Revenue: $2.352 billion
Profit: $95 million
Rogers Communications is charging ahead with its plan to evolve into an integrated media company with investment-grade status.
Company’s cable asset swap last year along regional lines was a good start, but then its acquisition of cabler Videotron fell through. Undeterred, Rogers turned around and purchased Cable Atlantic. It also made strong bids on the content side and won a handful of digital specialty channel licenses, three of which are due to launch in September.
When Canada’s broadcast regulator did an about-face, deciding it would be OK for cablers to control analog specialty channels, Rogers quickly upped its interest in SportsNet from 40% to 80%. The channel serves as a perfect platform for recent acquisitions the Toronto Blue Jays baseball and Phantoms football teams.
“Rogers’ cable, media and wireless divisions will promote the Jays and Phantoms through their distribution and content platforms,” promised Rogers prexy and CEO Ted Rogers. “Likewise, the Rogers brand will be promoted by our sports teams.”

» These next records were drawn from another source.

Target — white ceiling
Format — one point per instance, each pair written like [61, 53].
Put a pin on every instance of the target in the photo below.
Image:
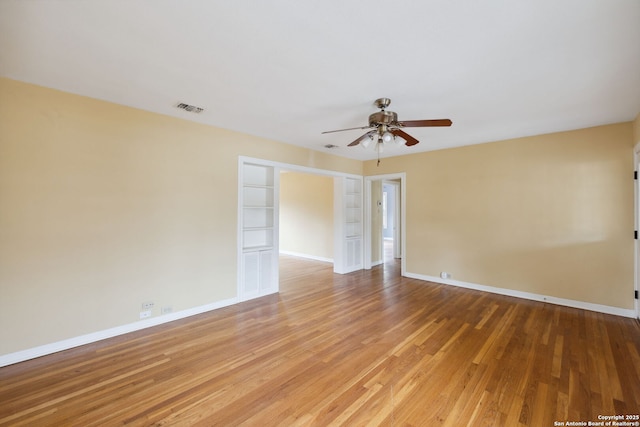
[287, 70]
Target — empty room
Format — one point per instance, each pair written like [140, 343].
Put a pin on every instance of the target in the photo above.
[277, 213]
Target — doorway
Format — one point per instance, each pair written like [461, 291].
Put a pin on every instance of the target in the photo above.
[636, 160]
[385, 219]
[259, 223]
[391, 220]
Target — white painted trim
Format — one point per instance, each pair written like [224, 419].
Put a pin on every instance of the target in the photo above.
[296, 168]
[402, 176]
[307, 256]
[43, 350]
[636, 214]
[527, 295]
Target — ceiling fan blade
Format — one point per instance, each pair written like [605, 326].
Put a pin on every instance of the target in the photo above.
[402, 134]
[425, 123]
[357, 141]
[340, 130]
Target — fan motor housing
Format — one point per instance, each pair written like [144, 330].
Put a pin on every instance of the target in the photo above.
[383, 118]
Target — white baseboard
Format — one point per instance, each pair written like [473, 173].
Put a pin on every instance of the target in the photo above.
[313, 257]
[32, 353]
[530, 296]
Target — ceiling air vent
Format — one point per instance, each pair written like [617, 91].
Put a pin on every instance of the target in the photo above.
[190, 108]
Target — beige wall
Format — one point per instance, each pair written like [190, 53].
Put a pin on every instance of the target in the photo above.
[306, 214]
[551, 214]
[103, 207]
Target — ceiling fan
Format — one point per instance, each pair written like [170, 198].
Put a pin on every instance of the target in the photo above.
[385, 127]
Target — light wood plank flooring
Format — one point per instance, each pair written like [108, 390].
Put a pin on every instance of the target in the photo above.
[368, 348]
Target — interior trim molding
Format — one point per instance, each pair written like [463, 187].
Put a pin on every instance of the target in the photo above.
[43, 350]
[617, 311]
[306, 256]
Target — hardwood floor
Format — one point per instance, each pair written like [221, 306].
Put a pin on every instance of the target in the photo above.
[367, 348]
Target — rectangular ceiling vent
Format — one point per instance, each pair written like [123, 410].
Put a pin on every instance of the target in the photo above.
[190, 108]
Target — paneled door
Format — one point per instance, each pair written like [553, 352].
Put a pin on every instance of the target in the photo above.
[348, 227]
[258, 228]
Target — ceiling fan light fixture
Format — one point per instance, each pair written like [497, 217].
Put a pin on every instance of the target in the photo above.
[387, 136]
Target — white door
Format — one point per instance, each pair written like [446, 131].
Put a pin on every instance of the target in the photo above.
[258, 230]
[348, 228]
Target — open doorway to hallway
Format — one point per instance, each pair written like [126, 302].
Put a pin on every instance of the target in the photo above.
[390, 220]
[384, 220]
[306, 215]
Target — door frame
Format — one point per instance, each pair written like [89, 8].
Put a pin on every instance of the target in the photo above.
[402, 177]
[278, 166]
[636, 245]
[397, 236]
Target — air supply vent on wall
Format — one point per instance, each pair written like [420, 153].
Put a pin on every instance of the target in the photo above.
[190, 108]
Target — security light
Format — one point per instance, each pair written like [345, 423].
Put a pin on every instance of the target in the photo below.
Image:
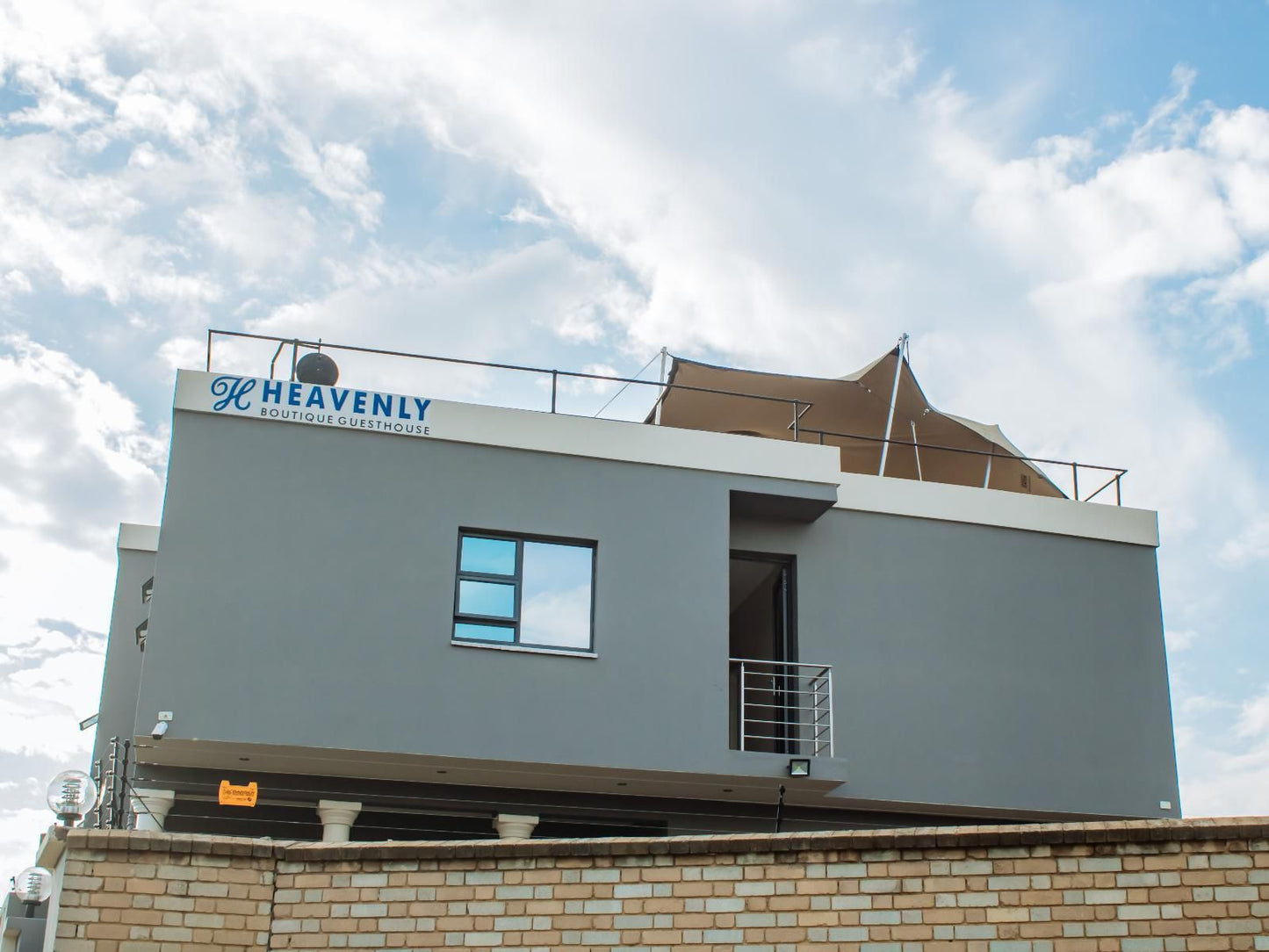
[71, 794]
[33, 885]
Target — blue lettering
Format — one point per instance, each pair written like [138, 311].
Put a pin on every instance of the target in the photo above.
[233, 390]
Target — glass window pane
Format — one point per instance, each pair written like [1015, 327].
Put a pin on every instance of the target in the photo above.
[487, 598]
[555, 602]
[484, 632]
[494, 556]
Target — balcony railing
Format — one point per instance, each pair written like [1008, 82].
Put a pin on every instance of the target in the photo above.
[782, 707]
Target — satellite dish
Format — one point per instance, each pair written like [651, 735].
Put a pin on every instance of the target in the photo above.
[317, 368]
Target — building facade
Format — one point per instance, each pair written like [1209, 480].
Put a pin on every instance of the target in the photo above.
[407, 616]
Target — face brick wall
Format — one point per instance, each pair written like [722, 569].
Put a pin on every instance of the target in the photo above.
[1151, 886]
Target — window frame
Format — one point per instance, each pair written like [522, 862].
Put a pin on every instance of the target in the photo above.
[516, 583]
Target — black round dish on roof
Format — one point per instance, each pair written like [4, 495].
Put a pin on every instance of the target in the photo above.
[317, 368]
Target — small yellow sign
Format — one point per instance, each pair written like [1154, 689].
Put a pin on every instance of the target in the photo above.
[237, 796]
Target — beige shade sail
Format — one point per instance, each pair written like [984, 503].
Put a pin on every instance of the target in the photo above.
[850, 413]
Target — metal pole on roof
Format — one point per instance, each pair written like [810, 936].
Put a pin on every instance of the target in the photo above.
[660, 393]
[894, 398]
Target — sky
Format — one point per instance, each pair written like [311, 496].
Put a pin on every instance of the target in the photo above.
[1066, 205]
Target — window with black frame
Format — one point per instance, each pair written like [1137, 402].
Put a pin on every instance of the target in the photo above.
[524, 592]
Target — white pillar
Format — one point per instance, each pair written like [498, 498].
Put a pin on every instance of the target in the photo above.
[514, 826]
[151, 806]
[336, 819]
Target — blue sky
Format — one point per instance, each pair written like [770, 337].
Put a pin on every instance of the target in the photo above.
[1065, 205]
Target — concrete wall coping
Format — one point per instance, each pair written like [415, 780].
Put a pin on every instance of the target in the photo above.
[1237, 828]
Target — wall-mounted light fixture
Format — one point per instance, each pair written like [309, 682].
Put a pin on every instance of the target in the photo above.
[32, 886]
[71, 794]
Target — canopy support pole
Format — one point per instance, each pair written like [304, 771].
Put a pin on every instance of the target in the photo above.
[894, 398]
[660, 393]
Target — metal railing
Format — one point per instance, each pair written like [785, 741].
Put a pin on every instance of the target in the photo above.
[798, 407]
[1075, 467]
[783, 707]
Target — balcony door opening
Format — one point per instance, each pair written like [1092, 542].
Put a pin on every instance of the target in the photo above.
[763, 647]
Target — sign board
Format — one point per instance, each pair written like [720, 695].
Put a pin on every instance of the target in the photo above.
[342, 407]
[234, 795]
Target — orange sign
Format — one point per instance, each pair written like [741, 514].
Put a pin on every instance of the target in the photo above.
[237, 796]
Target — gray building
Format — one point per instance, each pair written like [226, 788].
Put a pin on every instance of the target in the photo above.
[409, 616]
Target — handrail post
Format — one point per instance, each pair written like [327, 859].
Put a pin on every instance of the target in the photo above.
[829, 679]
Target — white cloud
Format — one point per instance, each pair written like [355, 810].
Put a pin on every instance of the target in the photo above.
[1249, 546]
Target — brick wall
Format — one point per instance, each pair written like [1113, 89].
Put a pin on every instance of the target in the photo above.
[1150, 886]
[126, 891]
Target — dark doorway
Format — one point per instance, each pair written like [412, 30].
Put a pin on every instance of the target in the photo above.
[763, 641]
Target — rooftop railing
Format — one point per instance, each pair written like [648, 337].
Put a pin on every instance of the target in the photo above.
[1117, 472]
[797, 407]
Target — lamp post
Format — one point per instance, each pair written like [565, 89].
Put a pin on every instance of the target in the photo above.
[71, 795]
[32, 886]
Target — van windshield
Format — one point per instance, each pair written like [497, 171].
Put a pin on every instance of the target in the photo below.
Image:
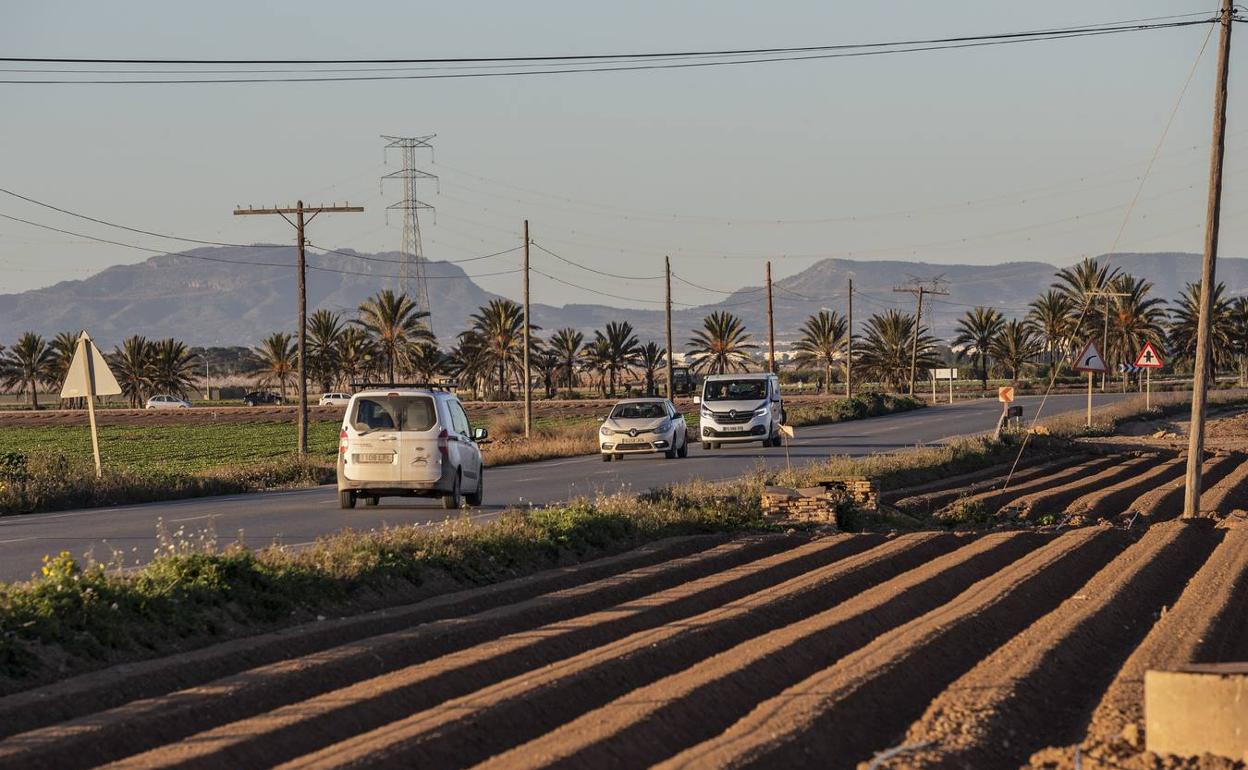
[736, 389]
[394, 413]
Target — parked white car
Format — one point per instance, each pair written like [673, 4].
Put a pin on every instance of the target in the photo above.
[166, 402]
[643, 426]
[739, 408]
[409, 442]
[335, 399]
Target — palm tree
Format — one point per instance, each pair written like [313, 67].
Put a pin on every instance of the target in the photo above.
[325, 332]
[567, 345]
[468, 361]
[28, 365]
[277, 361]
[1078, 282]
[353, 355]
[721, 345]
[650, 358]
[597, 358]
[426, 362]
[1052, 317]
[396, 325]
[131, 363]
[1184, 317]
[976, 331]
[1239, 335]
[824, 337]
[885, 350]
[1135, 320]
[1016, 345]
[622, 347]
[172, 366]
[501, 328]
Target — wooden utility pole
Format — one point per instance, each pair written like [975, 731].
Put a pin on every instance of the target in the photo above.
[528, 380]
[300, 224]
[771, 326]
[849, 351]
[917, 290]
[1213, 219]
[667, 313]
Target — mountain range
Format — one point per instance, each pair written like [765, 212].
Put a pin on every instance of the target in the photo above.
[219, 296]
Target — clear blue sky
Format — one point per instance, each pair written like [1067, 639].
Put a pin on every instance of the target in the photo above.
[1045, 140]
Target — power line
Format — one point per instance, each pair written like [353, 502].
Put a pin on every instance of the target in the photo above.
[860, 50]
[600, 272]
[1128, 24]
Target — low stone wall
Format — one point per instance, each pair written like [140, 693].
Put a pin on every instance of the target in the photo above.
[819, 504]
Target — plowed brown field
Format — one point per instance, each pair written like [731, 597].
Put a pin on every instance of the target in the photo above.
[1001, 649]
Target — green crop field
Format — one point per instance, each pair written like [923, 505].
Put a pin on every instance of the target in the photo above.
[176, 448]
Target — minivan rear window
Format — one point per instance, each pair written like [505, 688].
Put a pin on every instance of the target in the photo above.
[394, 413]
[735, 389]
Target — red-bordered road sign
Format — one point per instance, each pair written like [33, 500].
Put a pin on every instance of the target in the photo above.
[1150, 358]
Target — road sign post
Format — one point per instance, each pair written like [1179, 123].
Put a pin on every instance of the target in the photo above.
[1148, 360]
[1092, 362]
[89, 376]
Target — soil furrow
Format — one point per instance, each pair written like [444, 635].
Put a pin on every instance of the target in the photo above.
[1166, 502]
[994, 499]
[1112, 501]
[151, 721]
[1056, 498]
[927, 503]
[99, 690]
[1228, 494]
[291, 730]
[1194, 628]
[471, 729]
[889, 683]
[652, 723]
[1040, 689]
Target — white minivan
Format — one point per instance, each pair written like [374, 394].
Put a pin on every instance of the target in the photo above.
[409, 442]
[740, 408]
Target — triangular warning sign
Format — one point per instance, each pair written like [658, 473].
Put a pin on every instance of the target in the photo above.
[1150, 358]
[89, 373]
[1090, 360]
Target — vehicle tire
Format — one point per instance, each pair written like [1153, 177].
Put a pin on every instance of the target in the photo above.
[452, 499]
[477, 497]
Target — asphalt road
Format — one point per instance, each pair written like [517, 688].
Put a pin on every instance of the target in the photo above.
[298, 517]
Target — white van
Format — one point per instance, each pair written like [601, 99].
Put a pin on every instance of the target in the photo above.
[739, 408]
[409, 442]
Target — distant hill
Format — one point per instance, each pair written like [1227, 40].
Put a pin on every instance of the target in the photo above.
[207, 297]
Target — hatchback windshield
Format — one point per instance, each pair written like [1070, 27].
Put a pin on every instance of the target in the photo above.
[394, 413]
[736, 389]
[639, 411]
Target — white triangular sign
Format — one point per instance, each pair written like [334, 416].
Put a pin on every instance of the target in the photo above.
[89, 376]
[1090, 360]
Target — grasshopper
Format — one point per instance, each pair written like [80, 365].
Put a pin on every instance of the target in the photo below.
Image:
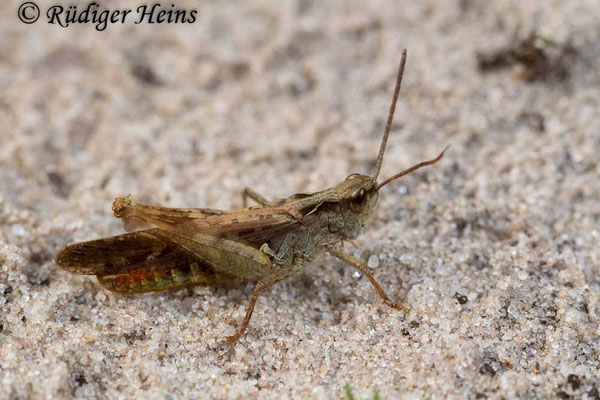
[170, 248]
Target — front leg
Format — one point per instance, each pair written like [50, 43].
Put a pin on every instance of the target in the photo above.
[364, 269]
[260, 287]
[247, 192]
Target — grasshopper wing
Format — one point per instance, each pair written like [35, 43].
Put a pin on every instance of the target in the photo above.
[139, 262]
[251, 226]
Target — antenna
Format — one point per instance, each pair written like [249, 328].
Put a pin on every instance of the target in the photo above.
[411, 169]
[388, 125]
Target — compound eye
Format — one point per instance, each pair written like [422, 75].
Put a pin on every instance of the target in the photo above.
[358, 200]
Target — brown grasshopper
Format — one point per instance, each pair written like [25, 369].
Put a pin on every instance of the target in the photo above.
[174, 247]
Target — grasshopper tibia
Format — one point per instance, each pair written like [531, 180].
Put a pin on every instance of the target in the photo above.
[260, 287]
[364, 269]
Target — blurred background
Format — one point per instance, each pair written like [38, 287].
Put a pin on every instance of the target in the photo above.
[495, 249]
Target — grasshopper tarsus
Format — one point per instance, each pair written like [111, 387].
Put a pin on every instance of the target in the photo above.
[396, 306]
[176, 247]
[364, 269]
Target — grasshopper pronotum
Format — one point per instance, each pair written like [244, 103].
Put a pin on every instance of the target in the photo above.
[174, 247]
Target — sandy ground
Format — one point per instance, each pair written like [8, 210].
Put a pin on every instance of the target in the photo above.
[495, 249]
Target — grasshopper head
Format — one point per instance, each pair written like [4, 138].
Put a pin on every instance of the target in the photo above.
[361, 191]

Rogers is also applying for four more analog stations.
However, the company’s long-term debt has mounted to $2.5 billion, and it is being sued by a group of high-speed Internet customers who claim that Rogers@Home let them down one too many times. Plus, some shareholders are stonewalling plans to privatize the company’s underperforming wireless division.
But Rogers intends to stay the course, expanding “both organically and through acquisitions, while focusing on convergence opportunities.”